4. Slow Penetration: Introducing the product at low price & low promotion.
Growth Stage
• If the new product satisfies the market, it will enter a growth stage.

• This is the stage of rapid market acceptance i.e., positive response from market.

• Rapid climb in sales. Profit follows the sales (i.e., increases) Seller shift his promotional attempts from
“try-my-brand” to “buy-my-brand”.

• The early adopters will continue to buy and the later buyers will start following their lead, especially if
they hear favourable word of mouth.

• Company develops an effective distribution network.

• Company increases selling and promotional efforts to educate the market & meet competition.
Growth Stage
Strategies used: Improving product quality

• Adding new product features or support services to grow market share.

• Entering new market segments and new distribution channel

• Keeping high price such as to keep demand and profits high.

• Shifting advertising from building product awareness to building product conviction and purchase, and
it lowers price at the right time to attract more buyers.
Cont
• Increasing distribution channels to cope with growing demand.

• Shifting marketing message from product awareness to product preference.

• Skimming price if profits re too low.


Maturity Stage
• At this stage the product reaches its maximum sales and profits i.e., saturation.

• End of maturity stage is slow decline in profits and sales. Sales continues to rise but at decreasing rate.

• This stage is the longest and the most challenging stage for marketers (Severe competition).

• Sales curve is pushed downwards, like inverse U shape. In this stage for certain period of time, sales
remain stable. This level is called ‘Saturation’. Profits also decline.
Strategies Used in Maturity Stage
1. To-Do-Nothing: Continue only routine efforts and starts planning for new products. New
strategies are not formulated, Marketers tries to conserve money.

2. Market Modification: Try to expand the market by converting nonusers, entering new market
segments (as Johnson and Johnson did when promoting baby shampoo for adult use) or winning
competitors customers ( the way pepsi-cola tries to woo away coca-cola users).

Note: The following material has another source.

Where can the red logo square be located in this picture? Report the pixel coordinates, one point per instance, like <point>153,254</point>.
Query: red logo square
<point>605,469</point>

3. Product Modification: Stimulate sales by modifying the product characteristics through quality,
feature or style improvement. For example TABASCO pepper sauce have added full line of
flavors (such as Garlic, sweet and spicy, and chipotle) and a kitchen cabinet full of new products
under the TABASCO name.

4. Marketing Mix Modification: Stimulate sales by modifying other marketing mix element like
price, distribution, advertising, sales promotion, personal selling.
Decline Stage or Obsolescence Stage
• Product experiences a dramatic decrease in sales and profit. The decline may be slow as in the
case of oatmeal cereal, or rapid, as in the case of cassette and VHS tapes. Sales may plunge to
zero or they may drop to a low level where they continue for many years.

• Technological advancements, increased competition and shift in consumer tastes all leads to a
product to enter in decline stage.

• It is difficult for a product to reverse out in this stage due to the cost.

• Company can maintain its brand without change in the hope that competitors will leave the
industry, or harvest the product which means reducing various costs (plant and equipment,
maintenance, R & D, advertising, sales force), or company may decide to drop the product from
the line. It can sell it to another firm or simply liquidate it at salvage value.
Decline Strategies by Harrigan
• Increasing the firms investment: To dominate the market or strengthen its competitive position.

• Maintaining the firms investment level: Until the uncertainties about the industry are resolved.

• Decreasing the firms Investment level Selectively: By dropping the unprofitable customers.

• Harvesting: (“milking”) the firms investment to recover cash quickly.

• Divesting: the business quickly by disposing of its assets.